SAN FRANCISCO — “Acknowledging Fundamental Injustice: 30th Anniversary of the Civil Liberties Act of 1988” is the theme of the National Japanese American Historical Society’s annual awards tribute, to be held Saturday, May 5, from 5 to 7 p.m. at the Presidio Officers Club, Ortega Ballroom, 50 Moraga Ave., Main Post, Presidio of San Francisco.
On Aug. 10, 1988, President Ronald Reagan signed into law the Civil Liberties Act of 1988. It was the legislative remedy to President Franklin D. Roosevelt’s Executive Order 9066 in 1942, which led to the mass incarceration of 120,000 people of Japanese descent during World War II. The redress bill acknowledged the government’s grave injustice and issued a formal apology to Japanese American survivors incarcerated in the camps during the war.
The keynote speaker will be Alice Yang, Ph.D., Stevenson College provost and associate professor of history at UC Santa Cruz. She is co-director of the Center for the Study of Pacific War Memories and the author of “Historical Memories of the Japanese American internment and the Struggle for Redress.”
The honorees will be the Japanese American Citizens League, National Coalition for Redress/Reparations, National Council for Japanese American Redress, and coram nobis legal team, all of which contributed to the redress efforts in Congress and the courts.
The event will include previews of two documentaries: “Our Lost Years,” produced and directed by Lane Nishikawa, and “An American Story: Norman Mineta and His Legacy,” produced and directed by Dianne Fukami and Debra Nakatomi.
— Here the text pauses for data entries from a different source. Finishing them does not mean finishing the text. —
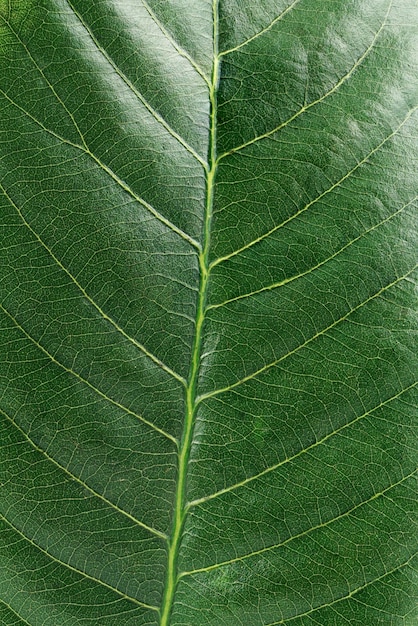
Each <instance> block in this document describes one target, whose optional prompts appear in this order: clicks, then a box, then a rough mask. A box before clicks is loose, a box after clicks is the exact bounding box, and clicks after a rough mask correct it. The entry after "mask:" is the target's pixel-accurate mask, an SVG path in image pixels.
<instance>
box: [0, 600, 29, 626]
mask: <svg viewBox="0 0 418 626" xmlns="http://www.w3.org/2000/svg"><path fill="white" fill-rule="evenodd" d="M0 619H1V623H2V624H3V625H4V626H23V625H24V624H25V622H24V621H23V620H22V619H20V617H19V616H18V615H16V613H15V612H14V611H13V610H12V609H11V608H10V607H9V606H7V604H3V602H1V603H0Z"/></svg>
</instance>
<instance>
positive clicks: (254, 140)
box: [218, 0, 393, 161]
mask: <svg viewBox="0 0 418 626" xmlns="http://www.w3.org/2000/svg"><path fill="white" fill-rule="evenodd" d="M392 2H393V0H390V2H389V6H388V9H387V12H386V15H385V18H384V20H383V22H382V24H381V26H380V28H379V29H378V30H377V32H376V33H375V35H374V37H373V40H372V42H371V43H370V45H369V46H368V47H367V48H366V50H365V52H363V54H362V55H361V56H360V57H359V58H358V59H357V61H356V62H355V63H354V65H352V67H351V69H350V70H349V71H348V72H347V73H346V74H344V76H343V77H342V78H340V80H339V81H338V82H337V83H336V84H335V85H334V86H333V87H332V88H331V89H330V90H329V91H327V92H326V93H324V94H323V95H322V96H321V97H320V98H317V100H314V101H313V102H310V103H309V104H306V105H304V106H303V107H301V108H300V109H299V110H298V111H297V112H296V113H295V114H294V115H292V116H291V117H290V118H289V119H288V120H286V121H285V122H282V123H281V124H279V125H278V126H276V127H275V128H273V129H272V130H269V131H267V132H266V133H263V134H262V135H259V136H258V137H254V138H253V139H250V140H249V141H246V142H244V143H242V144H241V145H240V146H237V147H236V148H232V149H231V150H228V151H227V152H224V154H221V155H220V156H219V157H218V161H220V160H221V159H223V158H225V157H226V156H228V155H230V154H233V153H235V152H239V151H240V150H243V149H244V148H247V147H248V146H251V145H253V144H255V143H257V142H258V141H260V140H261V139H266V138H267V137H270V136H271V135H274V134H275V133H277V132H278V131H279V130H282V129H283V128H285V127H286V126H288V125H289V124H290V123H291V122H293V121H294V120H296V119H297V118H298V117H299V116H300V115H302V113H305V111H308V110H309V109H311V108H312V107H314V106H316V105H317V104H320V103H321V102H323V101H324V100H325V99H326V98H328V97H329V96H331V95H332V94H333V93H335V92H336V91H337V90H338V89H339V88H340V87H341V85H343V84H344V83H345V82H346V81H347V80H348V79H349V78H350V77H351V76H352V75H353V73H354V72H355V71H356V70H357V68H358V67H359V66H360V65H361V64H362V63H363V61H364V60H365V59H366V57H367V56H368V55H369V54H370V52H371V51H372V50H373V48H374V46H375V44H376V41H377V40H378V38H379V36H380V34H381V33H382V31H383V30H384V28H385V26H386V23H387V19H388V16H389V13H390V10H391V8H392Z"/></svg>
Free public workshops will be held from 12 to 4 p.m. at the MIS Historic Learning Center, Bldg. 640, 640 Old Mason St., Presidio of San Francisco. View the special exhibits “Artists’ Eyes: Art of Incarceration” at the MIS Historic Learning Centerand “Exclusion” at the Presidio Officers’ Club. NJAHS is taking shuttle sign-ups from Japantown to the Presidio.